Si preannuncia un anno difficile per il marchio. Il negozio inaugurato in Norvegia annaspa, mentre la scure dell’ad Guerra di abbatte sui punti vendita britannici. E poi c’è il “fardello” Versace…

Il Diavolo di sicuro veste Prada: lo aveva fatto 20 anni fa ed è tornato recentemente a farlo. La questione, però, è capire se anche i comuni mortali acquistino i capi della famosa casa del lusso. E qui la faccenda si fa più complicata: mentre il super-ad Andrea Guerra trimestre dopo trimestre continua a ripetere il ritornello dell’«alta desiderabilità del marchio», i consumatori non sembrano così propensi a spendere. Almeno nel Nord Europa. Lo scorso autunno, con un tempismo perfetto per la volata del Natale, Prada aveva aperto il suo primo negozio monomarca in Norvegia.
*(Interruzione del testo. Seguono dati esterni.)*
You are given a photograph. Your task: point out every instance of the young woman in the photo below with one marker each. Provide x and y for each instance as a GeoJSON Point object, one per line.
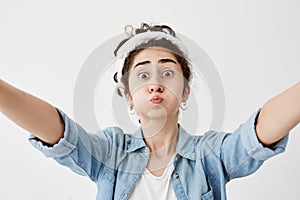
{"type": "Point", "coordinates": [160, 160]}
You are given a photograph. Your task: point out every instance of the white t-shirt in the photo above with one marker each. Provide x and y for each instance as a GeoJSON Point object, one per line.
{"type": "Point", "coordinates": [151, 187]}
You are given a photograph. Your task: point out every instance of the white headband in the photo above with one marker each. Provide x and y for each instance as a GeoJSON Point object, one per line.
{"type": "Point", "coordinates": [139, 39]}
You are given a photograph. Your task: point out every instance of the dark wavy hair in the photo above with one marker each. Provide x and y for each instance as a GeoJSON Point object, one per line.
{"type": "Point", "coordinates": [164, 43]}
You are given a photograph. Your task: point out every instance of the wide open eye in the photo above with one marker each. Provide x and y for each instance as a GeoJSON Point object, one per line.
{"type": "Point", "coordinates": [168, 73]}
{"type": "Point", "coordinates": [143, 75]}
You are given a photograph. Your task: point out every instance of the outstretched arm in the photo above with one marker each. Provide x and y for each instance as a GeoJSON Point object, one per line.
{"type": "Point", "coordinates": [31, 113]}
{"type": "Point", "coordinates": [279, 115]}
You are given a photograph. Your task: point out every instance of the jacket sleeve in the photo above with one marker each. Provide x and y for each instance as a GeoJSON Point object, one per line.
{"type": "Point", "coordinates": [241, 151]}
{"type": "Point", "coordinates": [82, 152]}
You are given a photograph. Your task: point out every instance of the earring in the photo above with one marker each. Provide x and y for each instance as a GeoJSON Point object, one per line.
{"type": "Point", "coordinates": [131, 110]}
{"type": "Point", "coordinates": [183, 106]}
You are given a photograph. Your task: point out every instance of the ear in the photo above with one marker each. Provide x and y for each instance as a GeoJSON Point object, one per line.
{"type": "Point", "coordinates": [129, 99]}
{"type": "Point", "coordinates": [186, 93]}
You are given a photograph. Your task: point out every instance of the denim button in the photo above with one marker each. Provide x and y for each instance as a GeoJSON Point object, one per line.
{"type": "Point", "coordinates": [175, 175]}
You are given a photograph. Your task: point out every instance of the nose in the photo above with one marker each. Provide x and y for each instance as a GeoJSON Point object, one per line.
{"type": "Point", "coordinates": [154, 87]}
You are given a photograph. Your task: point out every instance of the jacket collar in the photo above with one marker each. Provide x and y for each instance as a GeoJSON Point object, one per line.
{"type": "Point", "coordinates": [185, 146]}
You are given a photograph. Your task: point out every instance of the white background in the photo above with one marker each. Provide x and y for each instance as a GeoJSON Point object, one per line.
{"type": "Point", "coordinates": [254, 44]}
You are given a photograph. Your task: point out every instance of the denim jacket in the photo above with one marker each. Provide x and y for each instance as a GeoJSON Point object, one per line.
{"type": "Point", "coordinates": [203, 164]}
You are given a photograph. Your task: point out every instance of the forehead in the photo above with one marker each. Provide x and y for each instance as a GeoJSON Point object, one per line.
{"type": "Point", "coordinates": [153, 54]}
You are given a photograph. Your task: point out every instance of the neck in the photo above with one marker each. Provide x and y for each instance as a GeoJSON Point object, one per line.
{"type": "Point", "coordinates": [161, 135]}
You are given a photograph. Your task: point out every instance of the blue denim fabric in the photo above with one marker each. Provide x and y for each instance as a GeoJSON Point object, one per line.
{"type": "Point", "coordinates": [203, 165]}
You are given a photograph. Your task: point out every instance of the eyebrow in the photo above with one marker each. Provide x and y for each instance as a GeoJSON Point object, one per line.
{"type": "Point", "coordinates": [163, 60]}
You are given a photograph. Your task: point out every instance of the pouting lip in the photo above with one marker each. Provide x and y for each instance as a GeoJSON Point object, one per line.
{"type": "Point", "coordinates": [156, 98]}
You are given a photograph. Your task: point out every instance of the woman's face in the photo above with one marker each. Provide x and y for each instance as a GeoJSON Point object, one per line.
{"type": "Point", "coordinates": [156, 84]}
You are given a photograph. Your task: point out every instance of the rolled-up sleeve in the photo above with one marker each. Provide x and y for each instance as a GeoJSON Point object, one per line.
{"type": "Point", "coordinates": [242, 153]}
{"type": "Point", "coordinates": [82, 152]}
{"type": "Point", "coordinates": [252, 145]}
{"type": "Point", "coordinates": [65, 145]}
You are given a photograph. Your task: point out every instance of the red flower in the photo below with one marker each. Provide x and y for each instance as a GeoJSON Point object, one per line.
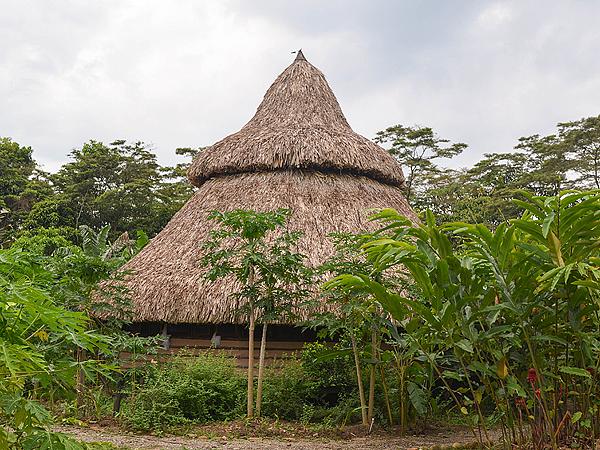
{"type": "Point", "coordinates": [532, 376]}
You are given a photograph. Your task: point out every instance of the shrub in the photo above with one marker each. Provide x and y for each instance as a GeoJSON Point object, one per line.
{"type": "Point", "coordinates": [200, 389]}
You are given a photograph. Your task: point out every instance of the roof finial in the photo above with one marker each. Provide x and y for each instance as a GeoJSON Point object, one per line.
{"type": "Point", "coordinates": [299, 56]}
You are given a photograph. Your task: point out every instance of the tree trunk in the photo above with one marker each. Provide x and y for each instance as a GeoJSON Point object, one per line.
{"type": "Point", "coordinates": [361, 390]}
{"type": "Point", "coordinates": [80, 386]}
{"type": "Point", "coordinates": [372, 378]}
{"type": "Point", "coordinates": [250, 404]}
{"type": "Point", "coordinates": [261, 367]}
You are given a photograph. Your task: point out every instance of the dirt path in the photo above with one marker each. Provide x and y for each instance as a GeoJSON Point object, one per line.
{"type": "Point", "coordinates": [442, 437]}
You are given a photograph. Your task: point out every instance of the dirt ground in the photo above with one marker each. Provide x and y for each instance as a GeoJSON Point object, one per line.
{"type": "Point", "coordinates": [207, 438]}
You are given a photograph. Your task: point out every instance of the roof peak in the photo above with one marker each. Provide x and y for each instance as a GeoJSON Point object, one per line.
{"type": "Point", "coordinates": [299, 56]}
{"type": "Point", "coordinates": [299, 125]}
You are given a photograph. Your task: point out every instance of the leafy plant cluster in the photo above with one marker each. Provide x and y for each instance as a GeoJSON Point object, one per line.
{"type": "Point", "coordinates": [210, 387]}
{"type": "Point", "coordinates": [50, 346]}
{"type": "Point", "coordinates": [504, 322]}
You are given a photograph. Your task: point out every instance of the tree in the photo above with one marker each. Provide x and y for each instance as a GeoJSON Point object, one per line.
{"type": "Point", "coordinates": [22, 185]}
{"type": "Point", "coordinates": [37, 338]}
{"type": "Point", "coordinates": [417, 149]}
{"type": "Point", "coordinates": [516, 308]}
{"type": "Point", "coordinates": [255, 250]}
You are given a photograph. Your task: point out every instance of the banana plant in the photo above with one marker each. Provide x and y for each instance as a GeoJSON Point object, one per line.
{"type": "Point", "coordinates": [510, 314]}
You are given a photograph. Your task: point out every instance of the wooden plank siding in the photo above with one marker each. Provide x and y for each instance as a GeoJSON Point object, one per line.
{"type": "Point", "coordinates": [277, 351]}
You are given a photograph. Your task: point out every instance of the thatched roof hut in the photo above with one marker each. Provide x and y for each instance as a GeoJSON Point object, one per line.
{"type": "Point", "coordinates": [297, 152]}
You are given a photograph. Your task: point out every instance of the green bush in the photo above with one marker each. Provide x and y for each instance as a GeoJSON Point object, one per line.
{"type": "Point", "coordinates": [319, 386]}
{"type": "Point", "coordinates": [201, 389]}
{"type": "Point", "coordinates": [209, 388]}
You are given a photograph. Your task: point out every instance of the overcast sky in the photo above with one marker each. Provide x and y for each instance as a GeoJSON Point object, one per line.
{"type": "Point", "coordinates": [186, 73]}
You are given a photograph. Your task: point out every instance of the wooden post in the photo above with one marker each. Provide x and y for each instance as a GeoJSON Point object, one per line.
{"type": "Point", "coordinates": [166, 344]}
{"type": "Point", "coordinates": [250, 402]}
{"type": "Point", "coordinates": [361, 389]}
{"type": "Point", "coordinates": [261, 368]}
{"type": "Point", "coordinates": [372, 379]}
{"type": "Point", "coordinates": [80, 386]}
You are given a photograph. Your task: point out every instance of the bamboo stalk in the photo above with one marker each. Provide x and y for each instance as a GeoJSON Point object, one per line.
{"type": "Point", "coordinates": [372, 379]}
{"type": "Point", "coordinates": [361, 389]}
{"type": "Point", "coordinates": [250, 399]}
{"type": "Point", "coordinates": [261, 367]}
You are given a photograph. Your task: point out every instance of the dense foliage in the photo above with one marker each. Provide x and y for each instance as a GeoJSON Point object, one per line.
{"type": "Point", "coordinates": [119, 184]}
{"type": "Point", "coordinates": [209, 387]}
{"type": "Point", "coordinates": [507, 320]}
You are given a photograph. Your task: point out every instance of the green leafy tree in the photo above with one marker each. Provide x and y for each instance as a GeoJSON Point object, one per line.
{"type": "Point", "coordinates": [22, 185]}
{"type": "Point", "coordinates": [516, 309]}
{"type": "Point", "coordinates": [254, 249]}
{"type": "Point", "coordinates": [37, 338]}
{"type": "Point", "coordinates": [417, 149]}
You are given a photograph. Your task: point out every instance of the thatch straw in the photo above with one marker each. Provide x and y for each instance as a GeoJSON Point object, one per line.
{"type": "Point", "coordinates": [167, 283]}
{"type": "Point", "coordinates": [299, 124]}
{"type": "Point", "coordinates": [298, 152]}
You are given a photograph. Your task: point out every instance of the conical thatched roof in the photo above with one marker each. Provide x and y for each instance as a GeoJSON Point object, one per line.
{"type": "Point", "coordinates": [297, 152]}
{"type": "Point", "coordinates": [298, 125]}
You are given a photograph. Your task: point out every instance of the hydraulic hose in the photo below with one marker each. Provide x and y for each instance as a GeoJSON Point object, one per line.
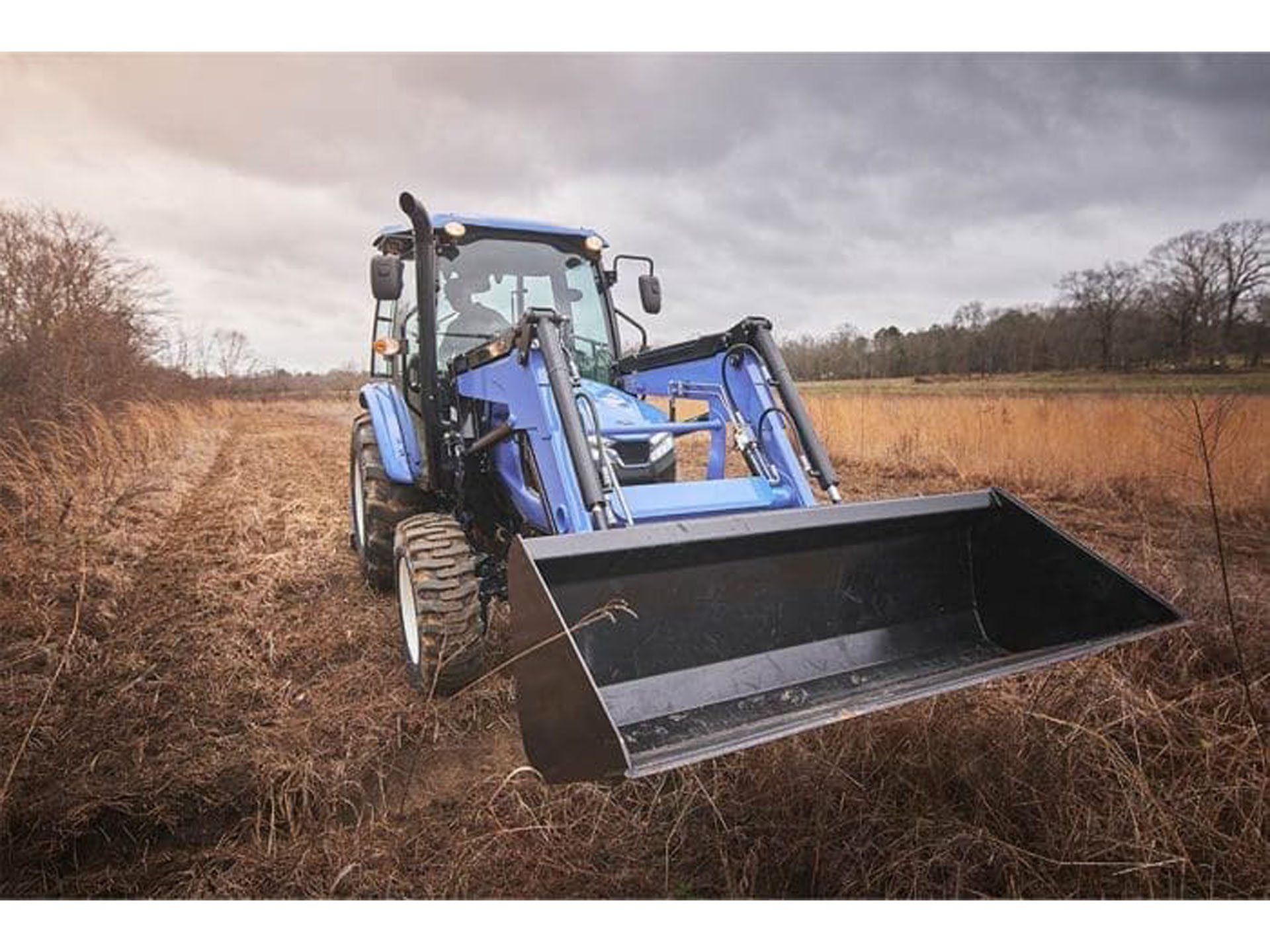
{"type": "Point", "coordinates": [562, 389]}
{"type": "Point", "coordinates": [761, 335]}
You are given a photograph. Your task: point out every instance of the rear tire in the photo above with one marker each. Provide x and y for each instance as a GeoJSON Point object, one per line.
{"type": "Point", "coordinates": [439, 603]}
{"type": "Point", "coordinates": [376, 506]}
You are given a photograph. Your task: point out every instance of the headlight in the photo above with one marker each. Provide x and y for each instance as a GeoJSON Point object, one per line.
{"type": "Point", "coordinates": [659, 446]}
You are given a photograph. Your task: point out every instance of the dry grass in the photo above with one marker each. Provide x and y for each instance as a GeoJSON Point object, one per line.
{"type": "Point", "coordinates": [229, 716]}
{"type": "Point", "coordinates": [1091, 444]}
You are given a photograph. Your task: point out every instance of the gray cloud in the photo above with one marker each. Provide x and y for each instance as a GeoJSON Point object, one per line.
{"type": "Point", "coordinates": [817, 190]}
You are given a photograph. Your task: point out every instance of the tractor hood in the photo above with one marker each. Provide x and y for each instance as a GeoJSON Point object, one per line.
{"type": "Point", "coordinates": [618, 408]}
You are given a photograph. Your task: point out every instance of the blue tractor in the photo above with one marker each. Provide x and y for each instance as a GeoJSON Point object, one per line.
{"type": "Point", "coordinates": [511, 451]}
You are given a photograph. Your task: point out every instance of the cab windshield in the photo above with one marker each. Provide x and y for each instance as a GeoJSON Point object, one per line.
{"type": "Point", "coordinates": [486, 286]}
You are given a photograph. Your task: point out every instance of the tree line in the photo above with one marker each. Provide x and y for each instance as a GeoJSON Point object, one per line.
{"type": "Point", "coordinates": [1199, 300]}
{"type": "Point", "coordinates": [81, 324]}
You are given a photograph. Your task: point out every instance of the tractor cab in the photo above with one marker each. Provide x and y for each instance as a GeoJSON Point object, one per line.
{"type": "Point", "coordinates": [662, 623]}
{"type": "Point", "coordinates": [488, 273]}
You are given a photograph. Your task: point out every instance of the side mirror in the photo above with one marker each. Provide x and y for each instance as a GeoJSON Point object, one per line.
{"type": "Point", "coordinates": [386, 273]}
{"type": "Point", "coordinates": [651, 294]}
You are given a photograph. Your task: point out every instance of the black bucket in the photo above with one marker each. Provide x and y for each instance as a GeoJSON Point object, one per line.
{"type": "Point", "coordinates": [752, 627]}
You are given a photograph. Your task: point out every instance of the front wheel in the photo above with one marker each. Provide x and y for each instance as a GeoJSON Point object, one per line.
{"type": "Point", "coordinates": [376, 506]}
{"type": "Point", "coordinates": [439, 603]}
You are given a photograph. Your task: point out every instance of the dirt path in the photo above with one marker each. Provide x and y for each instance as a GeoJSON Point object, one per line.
{"type": "Point", "coordinates": [239, 725]}
{"type": "Point", "coordinates": [252, 686]}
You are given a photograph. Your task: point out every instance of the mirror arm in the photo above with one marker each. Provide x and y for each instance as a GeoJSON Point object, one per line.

Il debutto a Oslo, per la prima volta nella storia dell’azienda, fu salutato con grandi fanfare, ma sei mesi dopo, da festeggiare c’è poco. Secondo indiscrezioni raccolte da L43, i numeri sono pessimi: il negozio avrebbe dovuto incassare, secondo i piani, almeno 30 mila euro al giorno, invece è al di sotto della soglia minima per coprire i costi. È il segnale, non il primo e non il solo, che la bolla del lusso sta iniziando a scoppiare.